Hello, everyone! There is nothing scarier than adorable children and their terrifying imaginary friends. Can’t mess that up, right? You can if you’re the movie Separation, a new horror film that proves that throwing a thousand tropes at the wall does not guarantee a frightening film. I saw this at a discount matinee where the projector didn’t work for the first fifteen minutes, and yet that was less of a train-wreck than the actual movie.

Synopsis: Maggie (Mamie Gummer) and Jeff (Rupert Friend) don’t see eye to eye on raising their daughter Jenny (Violet McGraw). Resentful of what she views as Jeff’s lack of ambition and neglectful parenting style, Maggie asks for a divorce and sues for full custody of their daughter. Bolstered by her wealthy father (Brian Cox), and the fact that Jeff, a former comic book artist, hasn’t been employed for years, her victory seems certain, until a sudden accident results in her death. Now Jeff must raise Jenny alone in their lonely brownstone with only the help of Samantha (Madeline Brewer), Jenny’s young and overfamiliar babysitter. As Jeff tries to get back on his feet with a new comic book gig, Jenny grows close to a mysterious figure she calls “Mommy.” Determined to keep his daughter, Jeff must confront the figure haunting his house, and learn the true meaning of fatherhood.
My thoughts: Separation is a rollercoaster of incoherent aesthetics and ideas that attempts to be a family drama, creature horror, and crime thriller at once. Better horror movies have flawlessly pulled off this genre blending (Babadook and Lights Out come to mind), but Separation doesn’t have a strong enough script, nor a strong enough visual hand, to achieve the same feat.
The central conflict revolves around a parenting dispute. Maggie thinks that Jeff is a neglectful father, to the point that she would rather pay off her husband with a settlement check than let him have visitation rights for his daughter. Whether Jeff is actually a bad parent is up for debate; he’s absent-minded and not exactly father of the year material, but it’s clear he loves his daughter, and Maggie’s decision to essentially steal Jenny away from Jeff seems vindictive and almost psychopathic. It also seems incredibly unrealistic.From the first scene, Maggie is set up as the villain of the film, yet her motivation doesn’t click. It would be one thing if Jeff’s parenting placed Jenny in danger, but the worst thing he did was react too slowly to a bump on the head. Hardly justification for a mother to go full nuclear, let alone become a vengeful ghost.
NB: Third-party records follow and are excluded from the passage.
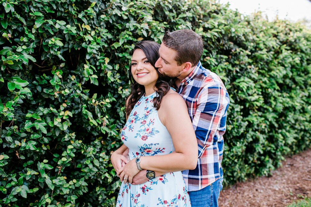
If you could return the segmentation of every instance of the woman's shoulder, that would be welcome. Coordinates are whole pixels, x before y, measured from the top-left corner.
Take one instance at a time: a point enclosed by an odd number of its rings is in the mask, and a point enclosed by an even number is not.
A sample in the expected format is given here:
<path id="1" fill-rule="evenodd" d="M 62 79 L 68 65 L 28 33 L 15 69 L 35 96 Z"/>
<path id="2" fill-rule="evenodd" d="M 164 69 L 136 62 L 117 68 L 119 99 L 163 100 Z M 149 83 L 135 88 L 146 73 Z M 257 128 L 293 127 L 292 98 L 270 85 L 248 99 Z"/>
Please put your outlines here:
<path id="1" fill-rule="evenodd" d="M 171 107 L 185 104 L 185 101 L 180 95 L 174 90 L 170 89 L 163 97 L 161 105 L 166 107 L 168 105 Z"/>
Even though an intractable divorce is horrific enough, Separation needs to add some actual horror to earn its place in the genre, so it settles for perhaps the most bizarre usage of dolls I’ve seen yet. Freaky vintage dolls have been successfully featured in such horror movies as Dead Silence, Annabelle, and Poltergeist, but even with those movies as a template, Separation doesn’t know what to do with its plethora of puppets. On the one hand, the dolls are a benevolent force, remnants of a happier time when Jeff and Maggie created a successful comic book about the dolls called Grisly Kin. On the other hand, they are a force of evil, frightening Jenny and Jeff and preventing them from forming a stronger father and daughter bond.
While the dolls are truly freaky looking, and in some scenes sent some genuine chills down my back, they are not used to appropriate effect. In one early scene, Jeff is chased through multiple dreams by a crooked-man style doll in a prison jumpsuit, and in another scene, he is haunted by the ghostly figure of a ten foot Punch and Judy marionette. Even though both of these dolls could be terrifying in the right hands, director William Brent Bell uses them like a blunt force instrument, battering the audience over the head without an ounce of tension. Good horror movies sprinkle glimpses of their monsters throughout the entire movie, often saving a full body view until the terrifying climax. Separation shoots itself in the foot by throwing the full extent of these creepy creatures at the audience before the first third of the movie is over. The movie gives itself no room to play with the audience’s imagination, thus ensuring that they’ll be bored of the monster before the film even reaches the climax.

Aesthetically, the movie makes some really bizarre choices. Several scenes feature Jeff in a red-soaked nightmare world haunted by life-size dolls. Again, other movies have done these “upside down” worlds extremely well (Insidious), but in this movie, the CGI looks cheap and oversaturated, like something made in Windows Paint. What’s more, there’s no rhyme or reason to these sudden shifts between the real world and the upside down world. Are they Jeff’s dreams, or can the monster follow him into the city? All horror movies need rules to govern their world, or else they start to lose any sense of gravity. Like many things in this movie, the inclusion of these scenes seem haphazard and incoherent.
Mediocre family drama, subpar horror movie, and bizarre crime thriller? The film checks all three by adding a psychological swerve in the film’s eleventh hour that suggests that Maggie’s accidental death…wasn’t an accident! It’s a strange change in tone that adds nothing to an already messy and over-bloated film and has no real bearing on the film’s ending. A vicious script editor could have have nipped that idea in the bud, but this is what happens when your horror movie is directed by the guy who also directed The Boy! What is this man’s obsession with dolls?
There are a few saving graces in this film. The award for best acting goes to little Violet McGraw, whose angelic smile and dead-eyed stare renewed my faith in the power of creepy children. Honorable mention goes to Brian Cox, playing to type as a crotchety old rich man who thinks he knows everything and will denigrate your livelihood if you disagree. All the other adults in the film seem horribly miscast; Rupert Friend spends the whole film stumbling around in a state of bewilderment, Mamie Gummer’s only job is to be a caricature of a vindictive wife (oh the horror of the female breadwinner!), and Madeline Brewer is a surprisingly terrible babysitter for someone who makes a living from it. Everyone but Jenny and her grandfather seem like they were plopped into this movie by accident and can’t figure a way out. Horror movies aren’t known for Oscar worthy acting, but they usually put some more effort into it.
Final thoughts: I saw a review that described this movie as “Insidious meets Kramer v. Kramer” and I think that’s an insult to both of those far superior films. Separation is less of a movie than a piece of concept art that was given a half-baked script and 10 million dollars. The plot is incoherent, the scares are lukewarm, and the acting is shoddy. You will get more entertainment value from making your own creepy vintage dolls and using them to scare your mom than you will get from watching this movie.